Using the $260,000 study, officials hope to plot what actions must be taken to assure the future economic health of the industry that has suffered recently from drought, low crop prices, and urban encroachment. It also has been affected by recent changes in state and federal agricultural polices, including Maryland’s tobacco farmer buyout.
Once the study is completed next fall, “the biggest challenge will be determining how we get policy makers to pay attention,” to the findings, said Tom Fritz, dean of the College of Agriculture and Natural Resources, and a member of the state’s Agricultural Commission. The commission is made up of industry representatives, and acts as a liaison to the state Department of Agriculture.
The study will be conducted in three parts at the University of Maryland’s Center of Agricultural and Natural Resource Policy, said the center’s director Bruce Gardner.

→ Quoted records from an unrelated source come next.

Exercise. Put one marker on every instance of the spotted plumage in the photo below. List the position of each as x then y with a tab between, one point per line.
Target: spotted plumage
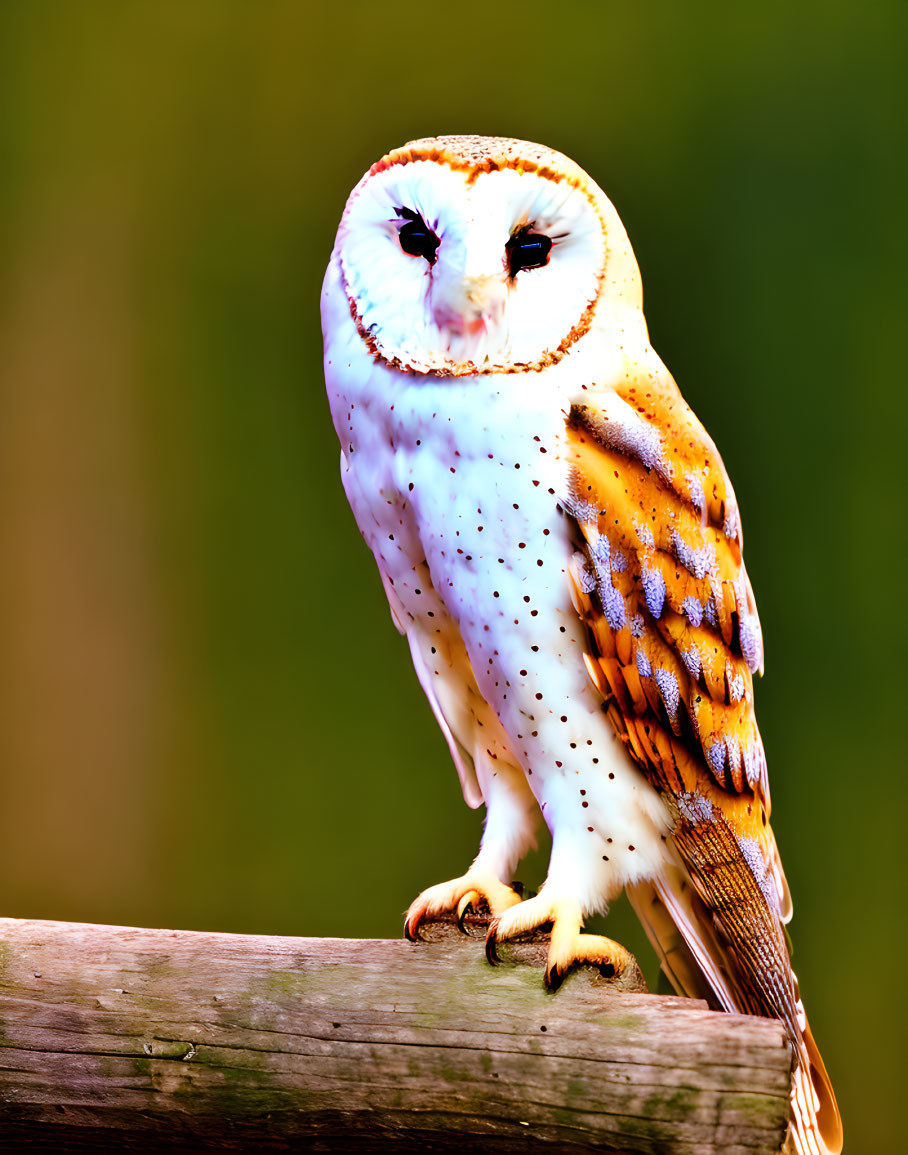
562	546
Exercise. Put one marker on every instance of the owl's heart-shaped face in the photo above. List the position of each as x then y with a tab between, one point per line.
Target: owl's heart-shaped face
454	269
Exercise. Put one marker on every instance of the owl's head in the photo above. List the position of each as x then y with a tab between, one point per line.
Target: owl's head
470	254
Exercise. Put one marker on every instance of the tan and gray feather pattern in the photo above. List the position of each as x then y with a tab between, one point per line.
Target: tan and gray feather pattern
674	643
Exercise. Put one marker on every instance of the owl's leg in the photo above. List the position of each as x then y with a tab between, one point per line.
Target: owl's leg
557	906
511	822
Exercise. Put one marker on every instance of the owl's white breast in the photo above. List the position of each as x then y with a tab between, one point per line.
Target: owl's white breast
454	483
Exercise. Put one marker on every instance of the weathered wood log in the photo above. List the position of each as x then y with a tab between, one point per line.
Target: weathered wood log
119	1037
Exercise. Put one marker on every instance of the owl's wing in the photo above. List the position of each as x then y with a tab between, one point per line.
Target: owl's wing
674	643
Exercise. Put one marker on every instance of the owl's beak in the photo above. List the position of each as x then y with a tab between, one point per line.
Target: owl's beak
473	305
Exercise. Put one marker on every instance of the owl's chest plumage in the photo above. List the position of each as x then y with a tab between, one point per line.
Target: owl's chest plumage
455	485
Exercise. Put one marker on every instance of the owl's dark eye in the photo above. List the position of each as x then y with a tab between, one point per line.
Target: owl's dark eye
416	237
527	250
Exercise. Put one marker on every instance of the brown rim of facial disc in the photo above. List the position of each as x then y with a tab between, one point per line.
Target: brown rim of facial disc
478	155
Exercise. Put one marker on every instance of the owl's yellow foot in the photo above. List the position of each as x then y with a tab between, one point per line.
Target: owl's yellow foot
456	896
567	947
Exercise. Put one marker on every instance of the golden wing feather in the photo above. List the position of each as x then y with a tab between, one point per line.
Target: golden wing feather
674	645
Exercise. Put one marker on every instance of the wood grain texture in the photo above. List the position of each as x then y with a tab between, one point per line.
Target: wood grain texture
124	1037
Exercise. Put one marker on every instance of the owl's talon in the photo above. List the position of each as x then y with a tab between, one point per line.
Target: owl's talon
458	898
568	946
553	978
463	907
491	944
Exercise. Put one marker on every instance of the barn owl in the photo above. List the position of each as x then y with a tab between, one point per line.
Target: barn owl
562	548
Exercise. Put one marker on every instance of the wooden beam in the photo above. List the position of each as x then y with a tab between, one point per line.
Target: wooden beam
116	1036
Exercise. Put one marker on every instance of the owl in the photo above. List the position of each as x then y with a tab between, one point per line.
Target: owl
560	544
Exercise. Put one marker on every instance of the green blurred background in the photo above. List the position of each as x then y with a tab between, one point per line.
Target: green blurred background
206	717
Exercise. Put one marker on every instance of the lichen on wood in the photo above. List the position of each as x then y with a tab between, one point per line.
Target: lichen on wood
121	1036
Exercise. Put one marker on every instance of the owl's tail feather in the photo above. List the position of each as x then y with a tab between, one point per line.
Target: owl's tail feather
697	965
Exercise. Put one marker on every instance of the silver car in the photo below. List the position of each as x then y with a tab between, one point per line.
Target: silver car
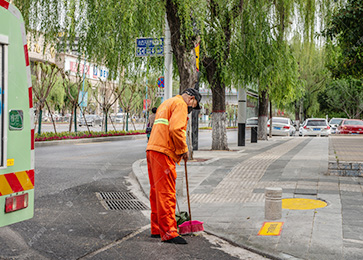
316	127
333	123
92	120
281	126
252	122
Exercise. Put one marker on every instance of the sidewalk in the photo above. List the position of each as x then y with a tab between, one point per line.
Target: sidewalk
227	193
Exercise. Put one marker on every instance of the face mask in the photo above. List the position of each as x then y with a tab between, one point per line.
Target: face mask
190	108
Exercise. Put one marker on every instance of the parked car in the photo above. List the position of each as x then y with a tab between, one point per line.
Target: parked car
350	126
92	120
316	127
301	127
119	118
333	123
252	122
281	126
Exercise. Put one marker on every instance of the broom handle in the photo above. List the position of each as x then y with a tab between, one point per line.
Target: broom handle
186	181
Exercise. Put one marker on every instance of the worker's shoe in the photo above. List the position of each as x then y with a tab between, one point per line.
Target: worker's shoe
176	240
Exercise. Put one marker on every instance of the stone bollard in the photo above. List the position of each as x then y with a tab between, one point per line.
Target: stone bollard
273	203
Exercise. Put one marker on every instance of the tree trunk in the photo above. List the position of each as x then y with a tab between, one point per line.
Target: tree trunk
184	53
262	115
219	131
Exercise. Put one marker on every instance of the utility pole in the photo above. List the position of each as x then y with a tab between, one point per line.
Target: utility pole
168	63
241	118
195	113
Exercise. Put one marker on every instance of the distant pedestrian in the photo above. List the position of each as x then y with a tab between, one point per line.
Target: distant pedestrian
167	146
151	122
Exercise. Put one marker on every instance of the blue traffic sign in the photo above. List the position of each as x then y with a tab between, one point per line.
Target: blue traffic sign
149	47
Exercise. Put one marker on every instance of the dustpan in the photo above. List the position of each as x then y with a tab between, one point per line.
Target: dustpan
191	226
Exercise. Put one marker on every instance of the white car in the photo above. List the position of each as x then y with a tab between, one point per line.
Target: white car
281	126
315	127
333	123
252	122
301	127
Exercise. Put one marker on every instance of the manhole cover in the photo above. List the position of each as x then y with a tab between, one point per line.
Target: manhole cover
302	204
125	205
120	201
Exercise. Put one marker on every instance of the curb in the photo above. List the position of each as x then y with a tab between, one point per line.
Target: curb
139	175
89	140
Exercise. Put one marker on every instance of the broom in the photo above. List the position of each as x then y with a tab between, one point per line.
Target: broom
192	225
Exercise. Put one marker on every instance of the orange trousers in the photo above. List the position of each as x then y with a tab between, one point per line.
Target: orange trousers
162	175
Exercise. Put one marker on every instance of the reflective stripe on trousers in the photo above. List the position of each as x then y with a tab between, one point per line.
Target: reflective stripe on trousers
161	121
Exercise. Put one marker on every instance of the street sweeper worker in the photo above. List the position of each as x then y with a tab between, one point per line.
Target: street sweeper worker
167	146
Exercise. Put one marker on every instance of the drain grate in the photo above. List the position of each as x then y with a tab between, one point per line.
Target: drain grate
125	205
120	201
117	196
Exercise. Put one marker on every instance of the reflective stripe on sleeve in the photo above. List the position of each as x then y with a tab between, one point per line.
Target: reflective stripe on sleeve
161	121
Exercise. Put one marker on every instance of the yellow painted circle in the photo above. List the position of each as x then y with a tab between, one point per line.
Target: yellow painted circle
302	204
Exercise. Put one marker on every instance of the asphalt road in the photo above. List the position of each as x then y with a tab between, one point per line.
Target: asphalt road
70	222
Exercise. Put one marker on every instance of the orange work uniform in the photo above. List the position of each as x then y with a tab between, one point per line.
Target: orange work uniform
166	145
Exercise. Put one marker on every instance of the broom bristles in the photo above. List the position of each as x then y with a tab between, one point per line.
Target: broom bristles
190	227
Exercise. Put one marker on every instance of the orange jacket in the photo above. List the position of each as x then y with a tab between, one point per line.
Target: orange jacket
169	131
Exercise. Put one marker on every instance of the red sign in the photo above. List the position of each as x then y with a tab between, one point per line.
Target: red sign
148	103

– First, researchers will use state and federal agricultural data to analyze crops and livestock produced in Maryland, and resources, including land, water, labor and technology.
– Second, researchers will use the collected data to determine recent industry trends, focusing on factors that could affect agriculture in the state over the next five to 10 years. These factors include biotechnology, commodity market demands, consumer health and environmental concerns.
– Third, researchers will examine current and proposed state and federal polices to determine their current and future effect on Maryland agriculture.
In the past decade, there have been several attempts to determine the economic state of Maryland’s agriculture industry, though none as in depth as the one that began yesterday, Gardner said.
“There was talk of issues . . . but there was no real attempt to put things together and (construct) a base to build on,” he said. “(Now) we’ll give projections. We are looking into the future.”